Légende noire. Mais ceux qui ont entouré et aimé Picasso ont souvent souffert du vivant de l'artiste, mais aussi de sa mort. Marie-Thérèse, la grand-mère d’Olivier (rencontré à 17 ans quand l’artiste en avait 46), se pend quatre ans après la mort de peintre. "Le geste lui-même, je ne me l’explique pas, facilité, simplicité… Le processus, il me paraît tout à fait normal. Une femme qui a vécu une période de rêve, dont le visage est immortalisé sur des œuvres dans le monde entier, qui a réussi à conserver un lien même très simple avec celui qu’elle a aimé, c’est extraordinaire. Et puis, en 1973, tout s’arrête. Je pense que les années qui ont suivies, Marie-Thérèse a vécu un sentiment de solitude affective", décrit-il. La dernière compagne du peintre, Jacqueline, se suicide également, achevant de donner une lueur noire à l'histoire familiale de la légende.

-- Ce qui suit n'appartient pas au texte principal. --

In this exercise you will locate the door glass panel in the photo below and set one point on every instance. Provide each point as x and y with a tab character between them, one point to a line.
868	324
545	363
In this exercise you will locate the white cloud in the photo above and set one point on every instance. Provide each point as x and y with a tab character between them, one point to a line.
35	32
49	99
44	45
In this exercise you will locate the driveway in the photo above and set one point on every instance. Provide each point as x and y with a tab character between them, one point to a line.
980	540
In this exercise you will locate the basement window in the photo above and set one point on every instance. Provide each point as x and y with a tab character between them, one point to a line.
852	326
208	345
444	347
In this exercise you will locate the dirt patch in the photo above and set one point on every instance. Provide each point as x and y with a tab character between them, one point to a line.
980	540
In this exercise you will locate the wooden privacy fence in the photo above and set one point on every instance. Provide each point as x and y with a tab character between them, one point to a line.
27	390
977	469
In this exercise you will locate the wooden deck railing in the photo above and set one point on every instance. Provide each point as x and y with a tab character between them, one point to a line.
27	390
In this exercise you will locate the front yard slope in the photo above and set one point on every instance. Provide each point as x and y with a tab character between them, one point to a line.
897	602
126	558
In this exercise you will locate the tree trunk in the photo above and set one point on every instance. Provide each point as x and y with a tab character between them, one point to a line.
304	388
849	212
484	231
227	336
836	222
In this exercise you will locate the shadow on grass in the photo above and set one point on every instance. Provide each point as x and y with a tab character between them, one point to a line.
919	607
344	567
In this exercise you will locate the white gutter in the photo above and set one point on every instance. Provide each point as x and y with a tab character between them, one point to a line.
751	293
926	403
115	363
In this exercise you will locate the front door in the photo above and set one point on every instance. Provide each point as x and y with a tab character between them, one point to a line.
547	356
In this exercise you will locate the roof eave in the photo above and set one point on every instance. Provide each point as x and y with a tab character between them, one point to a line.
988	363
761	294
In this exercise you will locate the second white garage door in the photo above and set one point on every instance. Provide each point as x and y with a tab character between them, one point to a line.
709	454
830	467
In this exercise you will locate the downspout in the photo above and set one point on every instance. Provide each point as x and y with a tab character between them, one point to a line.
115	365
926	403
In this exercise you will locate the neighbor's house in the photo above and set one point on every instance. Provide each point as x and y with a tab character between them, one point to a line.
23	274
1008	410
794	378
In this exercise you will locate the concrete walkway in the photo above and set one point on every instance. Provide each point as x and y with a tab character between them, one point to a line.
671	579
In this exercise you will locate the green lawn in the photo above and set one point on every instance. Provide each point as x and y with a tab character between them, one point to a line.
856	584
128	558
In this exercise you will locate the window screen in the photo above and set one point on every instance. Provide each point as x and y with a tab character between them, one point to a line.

Une succession gigantesque et complexe. Olivier Picasso tient pourtant à recadrer : "On a brossé un tableau faux. Pablo a toujours eu beaucoup de considération pour ceux qui en avaient besoin. Il l’a fait pendant la guerre d’Espagne en aidant les réfugiés espagnols qui étaient dans le sud de la France. Il a aidé ses amis, il a aidé sa famille. Il a versé des pensions à tout le monde, c’était un homme généreux." Reste que l'artiste révolutionnaire laisse une famille décomposée… ainsi qu’un gigantesque héritage. La succession qui s’élève à l’époque à 1,2 milliard de francs - et qui n’a cessé de prendre de la valeur - engendre un procès. Picasso n’avait d'ailleurs pas fait de testament. "Faire un testament, c’était mourir demain, ne pas faire de testament, c’était privilégier personne", explique Olivier Picasso. Lui-même encore étudiant en droit, un jour d’examen de fiscalité, il était tombé sur ce cas pratique complexe : 'la succession Picasso'. "C’est un pied de nez dans mon histoire. J’ai dû plancher sur un sujet dont je vivais également les éléments affectifs et pas seulement légaux."